Frank-Martin Haecker


Objective: For decades, open surgical repair was the only available method to treat congenital and acquired Pectus excavatum (PE). Donald Nuss described in 1998 a minimally invasive technique for surgical repair of PE (MIRPE), and today MIRPE is performed with increasing frequency worldwide. However, despite it’s minimally invasive approach, with the widespread use of the MIRPE procedure the character and number of complications have increased. 15-20 years ago, non-surgical measures such as vacuum bell therapy were established as a useful complement to treat PE patients.

Methods: A selective review of the English spoken current literature with focus on vacuum bell therapy was performed, including an analysis of our own studies.

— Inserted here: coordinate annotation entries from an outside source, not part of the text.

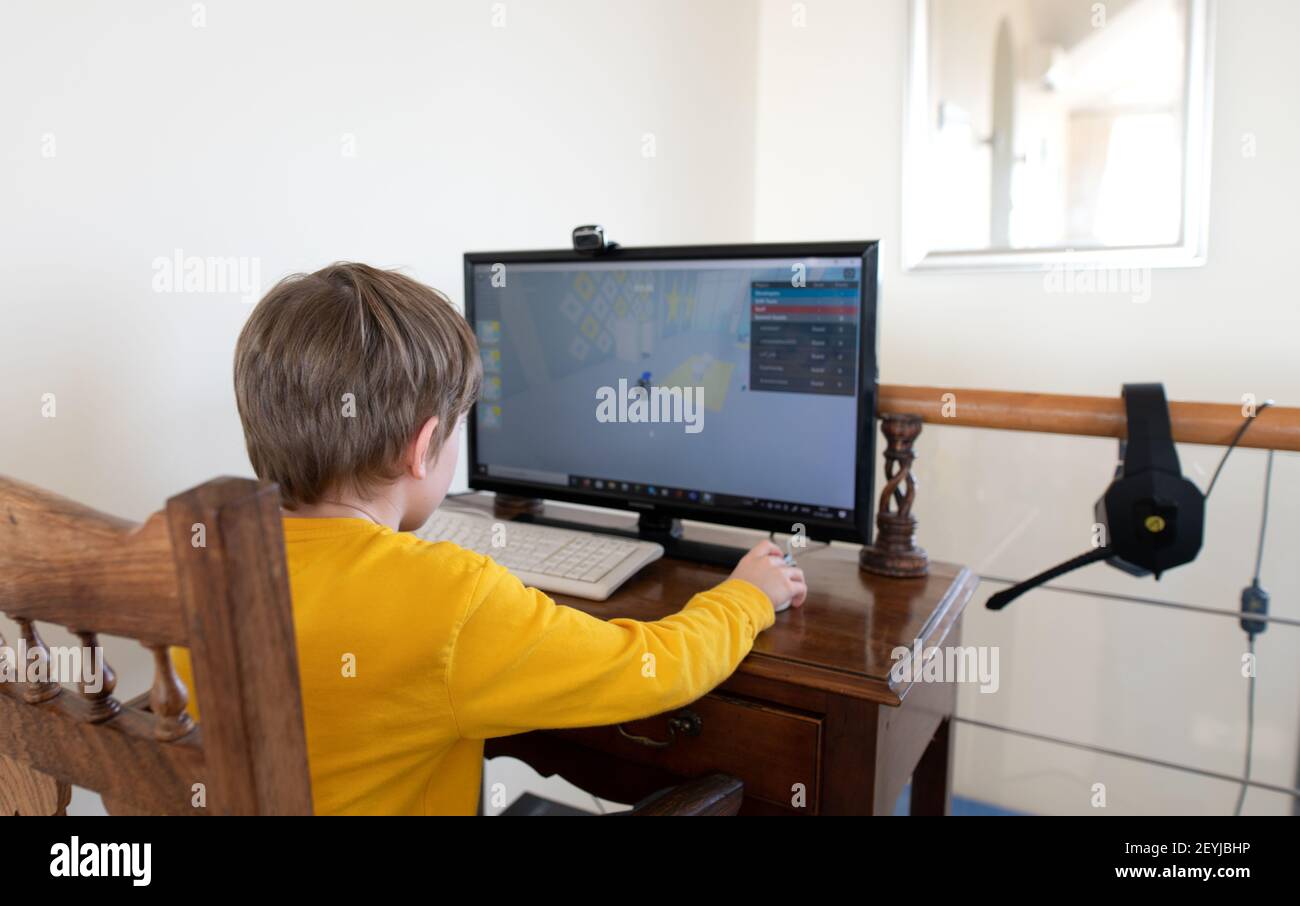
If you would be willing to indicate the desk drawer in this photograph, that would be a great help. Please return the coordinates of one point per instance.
(770, 749)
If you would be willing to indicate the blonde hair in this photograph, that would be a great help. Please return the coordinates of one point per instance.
(337, 371)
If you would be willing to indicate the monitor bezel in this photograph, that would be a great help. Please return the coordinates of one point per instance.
(863, 510)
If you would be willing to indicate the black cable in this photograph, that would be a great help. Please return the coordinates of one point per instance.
(1240, 430)
(1249, 733)
(1264, 517)
(1255, 582)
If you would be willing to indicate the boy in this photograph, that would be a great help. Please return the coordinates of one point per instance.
(352, 384)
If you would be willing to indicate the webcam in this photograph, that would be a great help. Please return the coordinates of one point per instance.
(590, 239)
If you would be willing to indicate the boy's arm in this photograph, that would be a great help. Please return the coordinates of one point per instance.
(521, 662)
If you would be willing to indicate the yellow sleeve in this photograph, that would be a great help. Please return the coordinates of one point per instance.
(523, 662)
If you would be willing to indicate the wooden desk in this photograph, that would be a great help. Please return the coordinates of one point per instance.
(813, 705)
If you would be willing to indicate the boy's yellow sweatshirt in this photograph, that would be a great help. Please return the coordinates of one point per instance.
(412, 653)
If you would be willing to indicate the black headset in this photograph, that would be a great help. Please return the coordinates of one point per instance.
(1152, 519)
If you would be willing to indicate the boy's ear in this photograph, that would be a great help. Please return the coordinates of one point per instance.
(417, 454)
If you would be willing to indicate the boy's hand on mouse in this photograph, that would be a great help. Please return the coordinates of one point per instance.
(765, 567)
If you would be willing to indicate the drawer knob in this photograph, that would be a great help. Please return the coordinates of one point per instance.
(684, 723)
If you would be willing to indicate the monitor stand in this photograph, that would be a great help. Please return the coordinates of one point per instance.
(659, 529)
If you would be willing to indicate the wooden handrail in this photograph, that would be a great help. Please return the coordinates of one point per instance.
(1278, 427)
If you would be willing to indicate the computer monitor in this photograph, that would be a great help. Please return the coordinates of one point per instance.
(724, 384)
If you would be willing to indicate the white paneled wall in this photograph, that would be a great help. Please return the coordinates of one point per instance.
(1132, 677)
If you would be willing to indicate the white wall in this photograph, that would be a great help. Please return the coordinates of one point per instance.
(1147, 680)
(228, 141)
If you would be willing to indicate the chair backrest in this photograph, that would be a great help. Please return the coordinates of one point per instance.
(206, 573)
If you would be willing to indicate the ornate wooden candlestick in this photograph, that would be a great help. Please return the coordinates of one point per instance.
(895, 551)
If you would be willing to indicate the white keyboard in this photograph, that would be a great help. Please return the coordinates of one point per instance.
(559, 560)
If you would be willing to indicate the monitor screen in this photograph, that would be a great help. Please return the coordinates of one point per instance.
(727, 388)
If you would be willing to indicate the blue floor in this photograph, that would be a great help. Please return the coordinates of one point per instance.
(963, 807)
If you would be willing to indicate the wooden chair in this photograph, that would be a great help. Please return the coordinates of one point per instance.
(207, 573)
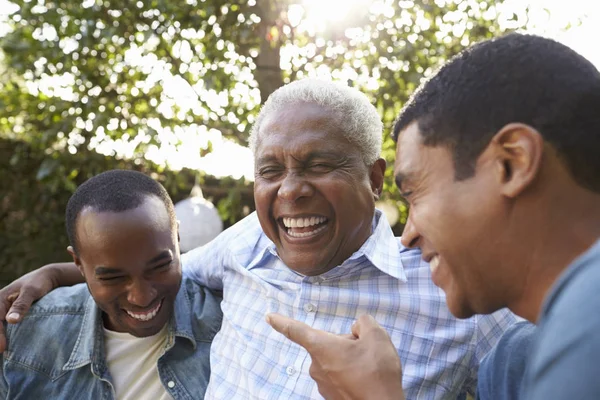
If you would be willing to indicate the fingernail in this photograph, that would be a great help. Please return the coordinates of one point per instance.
(14, 316)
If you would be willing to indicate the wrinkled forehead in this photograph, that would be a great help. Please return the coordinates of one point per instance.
(302, 128)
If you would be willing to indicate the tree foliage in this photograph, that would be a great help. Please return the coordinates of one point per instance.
(81, 77)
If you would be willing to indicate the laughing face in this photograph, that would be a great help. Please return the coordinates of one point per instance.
(313, 192)
(461, 226)
(130, 261)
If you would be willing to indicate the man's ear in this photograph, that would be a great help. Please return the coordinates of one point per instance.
(76, 259)
(376, 176)
(521, 148)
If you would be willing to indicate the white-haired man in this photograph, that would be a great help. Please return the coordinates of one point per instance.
(317, 250)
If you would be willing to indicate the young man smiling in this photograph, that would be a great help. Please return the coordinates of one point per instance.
(318, 250)
(497, 155)
(136, 331)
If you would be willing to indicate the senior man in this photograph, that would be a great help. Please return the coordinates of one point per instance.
(498, 156)
(317, 250)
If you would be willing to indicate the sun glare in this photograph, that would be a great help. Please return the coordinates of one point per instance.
(320, 13)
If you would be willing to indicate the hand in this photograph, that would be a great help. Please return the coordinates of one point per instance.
(17, 297)
(364, 365)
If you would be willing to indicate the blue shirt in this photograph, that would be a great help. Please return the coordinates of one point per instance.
(439, 353)
(502, 371)
(565, 358)
(57, 351)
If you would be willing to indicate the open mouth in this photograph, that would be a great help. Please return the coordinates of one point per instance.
(301, 227)
(146, 315)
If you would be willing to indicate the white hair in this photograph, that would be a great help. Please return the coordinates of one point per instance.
(358, 119)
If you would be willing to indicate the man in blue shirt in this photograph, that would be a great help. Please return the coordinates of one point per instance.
(318, 250)
(502, 371)
(497, 155)
(135, 330)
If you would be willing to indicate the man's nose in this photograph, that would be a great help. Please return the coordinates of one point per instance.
(410, 235)
(294, 187)
(141, 293)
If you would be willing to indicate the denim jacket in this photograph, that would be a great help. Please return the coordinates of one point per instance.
(57, 351)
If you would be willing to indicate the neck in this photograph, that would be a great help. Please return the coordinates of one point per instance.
(559, 232)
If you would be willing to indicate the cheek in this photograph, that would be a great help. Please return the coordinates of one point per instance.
(264, 194)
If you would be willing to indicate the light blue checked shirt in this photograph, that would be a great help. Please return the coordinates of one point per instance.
(249, 360)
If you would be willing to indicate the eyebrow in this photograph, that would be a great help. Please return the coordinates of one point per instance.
(306, 157)
(102, 270)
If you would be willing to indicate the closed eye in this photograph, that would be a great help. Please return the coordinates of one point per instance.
(111, 278)
(163, 266)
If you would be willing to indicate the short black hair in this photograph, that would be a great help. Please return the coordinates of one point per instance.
(116, 190)
(515, 78)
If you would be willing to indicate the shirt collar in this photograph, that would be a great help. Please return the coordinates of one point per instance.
(382, 249)
(89, 347)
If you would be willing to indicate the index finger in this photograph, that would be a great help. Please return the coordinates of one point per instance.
(298, 332)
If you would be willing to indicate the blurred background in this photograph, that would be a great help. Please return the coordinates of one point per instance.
(171, 88)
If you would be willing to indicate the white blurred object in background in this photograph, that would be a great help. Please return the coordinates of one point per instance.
(199, 221)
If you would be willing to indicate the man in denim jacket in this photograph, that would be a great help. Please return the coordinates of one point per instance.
(136, 330)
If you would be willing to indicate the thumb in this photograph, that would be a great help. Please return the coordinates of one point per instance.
(19, 307)
(298, 332)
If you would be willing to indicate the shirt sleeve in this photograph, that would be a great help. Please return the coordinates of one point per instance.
(3, 384)
(502, 370)
(488, 331)
(205, 265)
(564, 361)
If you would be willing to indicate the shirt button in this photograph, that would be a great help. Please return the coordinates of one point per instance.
(309, 307)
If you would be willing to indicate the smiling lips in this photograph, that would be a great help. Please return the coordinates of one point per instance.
(304, 226)
(145, 316)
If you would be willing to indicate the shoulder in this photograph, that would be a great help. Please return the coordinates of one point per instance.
(44, 339)
(567, 345)
(205, 308)
(570, 311)
(70, 299)
(501, 372)
(242, 237)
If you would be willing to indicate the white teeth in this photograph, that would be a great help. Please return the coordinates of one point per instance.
(303, 222)
(304, 234)
(434, 263)
(145, 316)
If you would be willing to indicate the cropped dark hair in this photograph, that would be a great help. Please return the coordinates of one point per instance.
(116, 190)
(515, 78)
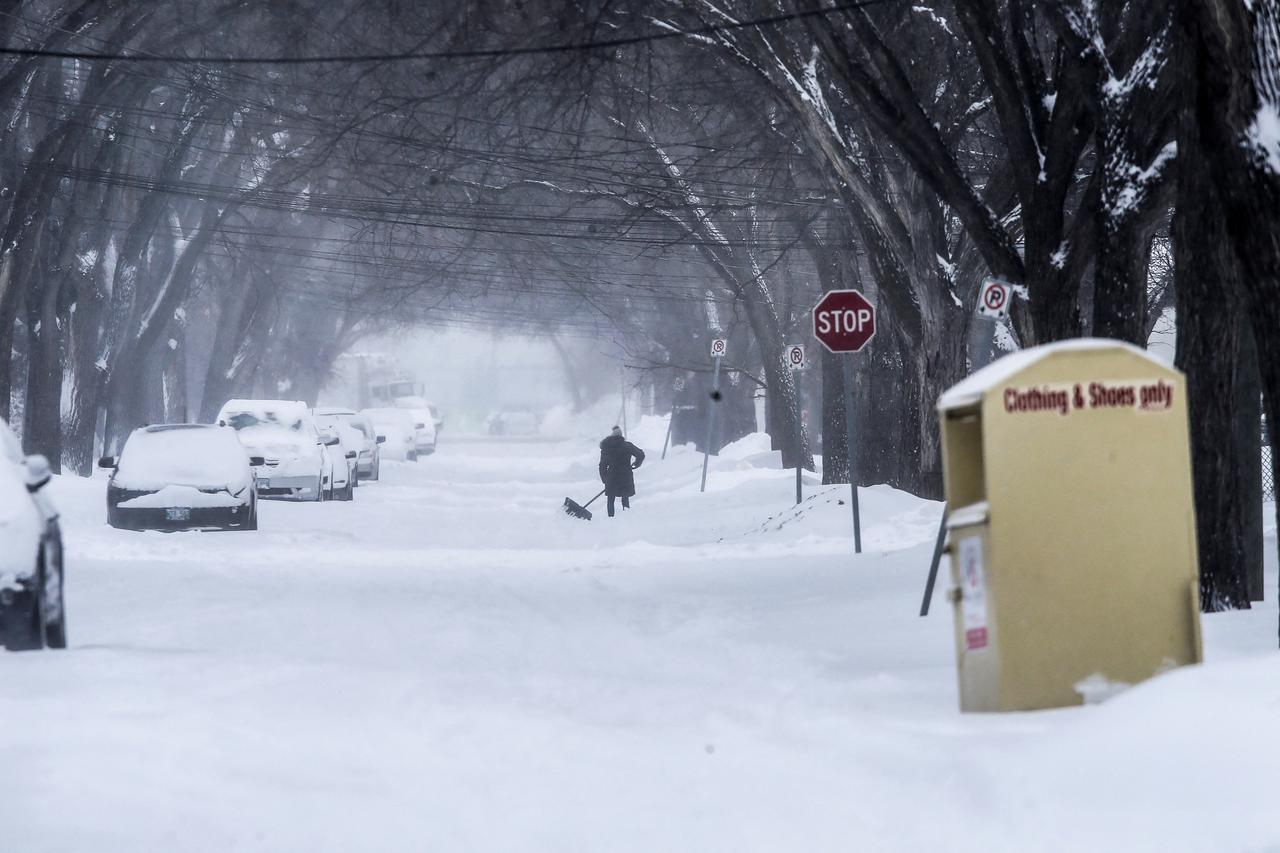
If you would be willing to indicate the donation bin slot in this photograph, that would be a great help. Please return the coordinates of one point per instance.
(1070, 524)
(965, 477)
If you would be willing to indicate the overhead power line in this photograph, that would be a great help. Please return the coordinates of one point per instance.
(475, 53)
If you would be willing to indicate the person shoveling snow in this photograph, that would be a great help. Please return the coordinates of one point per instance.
(618, 459)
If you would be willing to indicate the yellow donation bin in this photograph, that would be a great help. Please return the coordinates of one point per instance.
(1070, 524)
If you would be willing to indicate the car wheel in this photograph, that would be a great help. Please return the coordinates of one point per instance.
(53, 606)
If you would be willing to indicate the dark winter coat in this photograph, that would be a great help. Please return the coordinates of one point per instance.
(616, 455)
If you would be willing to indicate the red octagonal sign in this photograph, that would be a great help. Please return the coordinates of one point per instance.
(844, 320)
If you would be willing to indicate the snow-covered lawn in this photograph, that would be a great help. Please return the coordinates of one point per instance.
(451, 664)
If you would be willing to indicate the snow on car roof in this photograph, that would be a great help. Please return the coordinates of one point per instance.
(266, 409)
(970, 391)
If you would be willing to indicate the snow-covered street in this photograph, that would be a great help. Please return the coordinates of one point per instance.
(451, 664)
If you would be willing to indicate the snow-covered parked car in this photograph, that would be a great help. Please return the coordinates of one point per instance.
(343, 456)
(368, 456)
(426, 422)
(31, 552)
(396, 425)
(297, 464)
(182, 477)
(424, 430)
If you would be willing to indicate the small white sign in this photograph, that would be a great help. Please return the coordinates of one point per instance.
(973, 593)
(795, 357)
(993, 299)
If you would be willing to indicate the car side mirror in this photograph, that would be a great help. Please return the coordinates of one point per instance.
(37, 473)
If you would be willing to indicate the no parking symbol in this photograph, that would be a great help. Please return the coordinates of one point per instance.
(993, 299)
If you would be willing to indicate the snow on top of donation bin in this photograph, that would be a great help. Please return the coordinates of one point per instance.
(972, 389)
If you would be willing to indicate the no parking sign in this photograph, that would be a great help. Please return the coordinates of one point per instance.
(993, 297)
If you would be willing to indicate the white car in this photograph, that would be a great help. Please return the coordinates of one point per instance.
(297, 460)
(397, 427)
(31, 552)
(369, 456)
(182, 477)
(347, 450)
(424, 430)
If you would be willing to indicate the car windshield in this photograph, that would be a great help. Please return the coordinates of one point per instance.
(245, 419)
(204, 456)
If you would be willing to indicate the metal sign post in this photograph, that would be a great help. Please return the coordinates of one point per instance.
(796, 363)
(720, 346)
(845, 322)
(677, 386)
(992, 306)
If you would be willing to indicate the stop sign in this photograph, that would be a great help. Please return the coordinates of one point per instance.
(844, 320)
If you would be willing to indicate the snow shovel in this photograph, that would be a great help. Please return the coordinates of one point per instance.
(580, 511)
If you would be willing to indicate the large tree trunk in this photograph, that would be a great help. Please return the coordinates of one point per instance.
(1230, 50)
(1210, 320)
(42, 432)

Results: Within the last 5-10 years, an increasing number of studies were identified reporting on conservative treatment of PE using the vacuum bell. There were no randomized and/or prospective studies comparing conservative treatment vs. surgical repair or conservative treatment vs. no specific therapy. Variables predictive of an excellent outcome could be identified. Especially in younger PE patients, conservative treatment is reported with increasing frequency.

Conclusion: The choice of treatment method is mainly dependent on patient’s age at diagnosis and severity of the PE. However, specific treatment is not necessary in every PE patient, but follow-up is important, esp. in pediatric and adolescent patients. Non-surgical treatment seems to represent the first step of specific therapy in the majority of PE patients. Patients and parents may appreciate if the surgeon may offer all treatment modalities.